See Immigration and Nationality Act (the Act) section 203(b)(2), 8 U.S.C. § 1153(b)(2). 
The Director of the Texas Service Center denied the petition, concluding the record did not establish 
the Petitioner's eligibility for a national interest waiver under the Dhanasar framework. The matter 
is now before us on appeal. 8 C.F.R. § 103.3. 
The Petitioner bears the burden of proof to demonstrate eligibility by a preponderance of the evidence. 

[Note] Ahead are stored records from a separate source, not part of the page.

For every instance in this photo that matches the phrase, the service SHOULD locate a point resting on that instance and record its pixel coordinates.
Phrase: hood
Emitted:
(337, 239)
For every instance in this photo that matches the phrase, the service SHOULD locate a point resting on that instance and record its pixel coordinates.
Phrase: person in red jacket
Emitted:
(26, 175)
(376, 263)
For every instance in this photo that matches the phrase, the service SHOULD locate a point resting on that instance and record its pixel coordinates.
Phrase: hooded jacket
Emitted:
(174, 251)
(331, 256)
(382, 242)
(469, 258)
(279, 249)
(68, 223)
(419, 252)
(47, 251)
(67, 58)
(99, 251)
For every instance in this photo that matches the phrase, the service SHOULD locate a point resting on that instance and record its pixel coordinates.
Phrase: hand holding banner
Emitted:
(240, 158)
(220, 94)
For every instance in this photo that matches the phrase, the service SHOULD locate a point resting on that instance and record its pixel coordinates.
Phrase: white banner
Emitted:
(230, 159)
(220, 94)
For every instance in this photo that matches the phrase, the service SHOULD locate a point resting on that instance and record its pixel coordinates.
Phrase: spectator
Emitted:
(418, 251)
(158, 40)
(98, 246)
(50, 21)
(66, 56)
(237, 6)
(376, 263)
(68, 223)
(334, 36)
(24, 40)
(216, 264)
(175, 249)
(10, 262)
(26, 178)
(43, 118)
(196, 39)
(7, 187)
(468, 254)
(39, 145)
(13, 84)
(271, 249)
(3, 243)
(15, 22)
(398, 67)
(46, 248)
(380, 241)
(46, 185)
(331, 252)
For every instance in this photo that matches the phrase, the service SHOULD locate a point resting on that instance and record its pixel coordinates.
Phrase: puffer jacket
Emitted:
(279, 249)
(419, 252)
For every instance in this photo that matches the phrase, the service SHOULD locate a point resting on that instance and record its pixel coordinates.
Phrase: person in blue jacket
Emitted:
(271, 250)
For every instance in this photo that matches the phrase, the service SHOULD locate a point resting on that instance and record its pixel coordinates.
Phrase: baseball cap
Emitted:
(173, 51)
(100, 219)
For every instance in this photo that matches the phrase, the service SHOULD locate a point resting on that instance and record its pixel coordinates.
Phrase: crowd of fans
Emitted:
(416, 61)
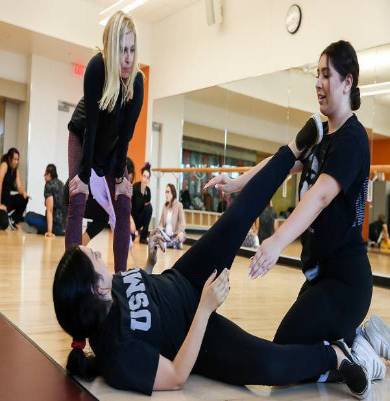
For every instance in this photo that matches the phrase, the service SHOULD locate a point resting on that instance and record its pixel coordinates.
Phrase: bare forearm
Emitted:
(244, 178)
(189, 351)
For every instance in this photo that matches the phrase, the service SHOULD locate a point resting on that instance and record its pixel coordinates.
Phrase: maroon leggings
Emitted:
(122, 208)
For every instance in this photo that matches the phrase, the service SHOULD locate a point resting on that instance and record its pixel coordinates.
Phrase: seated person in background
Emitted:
(251, 239)
(9, 183)
(378, 232)
(53, 223)
(267, 223)
(141, 208)
(172, 221)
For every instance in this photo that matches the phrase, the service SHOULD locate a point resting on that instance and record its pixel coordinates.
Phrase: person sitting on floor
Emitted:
(13, 197)
(53, 222)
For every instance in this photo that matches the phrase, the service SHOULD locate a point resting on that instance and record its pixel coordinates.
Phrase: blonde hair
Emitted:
(118, 25)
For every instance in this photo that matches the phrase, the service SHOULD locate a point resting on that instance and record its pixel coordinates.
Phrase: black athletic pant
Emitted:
(98, 216)
(17, 203)
(332, 306)
(229, 353)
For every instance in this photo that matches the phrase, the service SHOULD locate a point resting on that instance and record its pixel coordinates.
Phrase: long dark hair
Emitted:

Matter of Chawathe, 25 l&N Dec. 369, 375-76 (AAO 2010). We review the questions in this matter 
de nova. Matter of Christa's, Inc., 26 l&N Dec. 537, 537 n.2 (AAO 2015). Upon de nova review, 
we will dismiss the appeal. 
I. LAW 
To establish eligibility for a national interest waiver, a petitioner must first demonstrate qualification 
for the underlying EB-2 visa classification, as either an advanced degree professional or an individual 
of exceptional ability in the sciences, arts, or business. Section 203(b)(2)(B)(i) of the Act. Once a 
petitioner demonstrates eligibility as either a member of the professions holding an advanced degree 
or an individual of exceptional ability, they must then establish that they merit a discretionary waiver 
of the job offer requirement "in the national interest." Section 203(b)(2)(B)(i) of the Act. While 
neither the statute nor the pertinent regulations define the term "national interest," Matter of Dhanasar, 
26 l&N Dec. 884, 889 (AAO 2016), provides the framework for adjudicating national interest waiver 
petitions. Dhanasar states that U.S. Citizenship and Immigration Services (USCIS) may, as matter of 
discretion1, grant a national interest waiver if the petitioner demonstrates that: 
• The proposed endeavor has both substantial merit and national importance; 
• The individual is well-positioned to advance their proposed endeavor; and 
1 See also Poursina v. USCIS, 936 F.3d 868 (9th Cir. 2019) (finding USCIS' decision to grant or deny a national interest 
waiver to be discretionary in nature). 
• On balance, waiving the job offer requirement would benefit the United States. 
II. ANALYSIS 
A. Advanced Degree Professional 
The evidence establishes the Petitioner holds the foreign equivalent of a U.S. bachelor's degree 
followed by at least five years of post-baccalaureate experience. Therefore, the record supports a 
finding that the Petitioner qualifies for the underlying EB-2 classification as an advanced degree 
professional. The remaining issue to be determined is whether the Petitioner has established eligibility 
for a national interest waiver under the Dhanasar framework. While we do not discuss each piece of 
evidence individually, we have reviewed and considered each one. 
B. The Proposed Endeavor 
In his response to the Director's request for evidence (RFE), the Petitioner stated, "I intend to continue 
working in the U.S. as a Petroleum Engineer[,] as an employee of a U.S.-based company[,] such as 
my current employer,! Ior as an independent consultant delivering exceptional drilling, 
[oil] well completion and packers products, services, and projects to multinational energy companies 
in the Oil & Gas industry .... " Although the Petitioner provided significant background detail on the 
work he performs for his current employer, he has not clarified how he will be employed as a 
petroleum engineer within the context of his proposed endeavor. Specifically, the Petitioner stated 
that he may work as a petroleum engineer for his current employer, another U.S.-based employer, or 
as an independent consultant. The record does not reflect whether the proposed endeavor involves 
pursuing one or each one of these employment avenues, some combination of them, or whether he 
will hold these positions simultaneously or concurrently. 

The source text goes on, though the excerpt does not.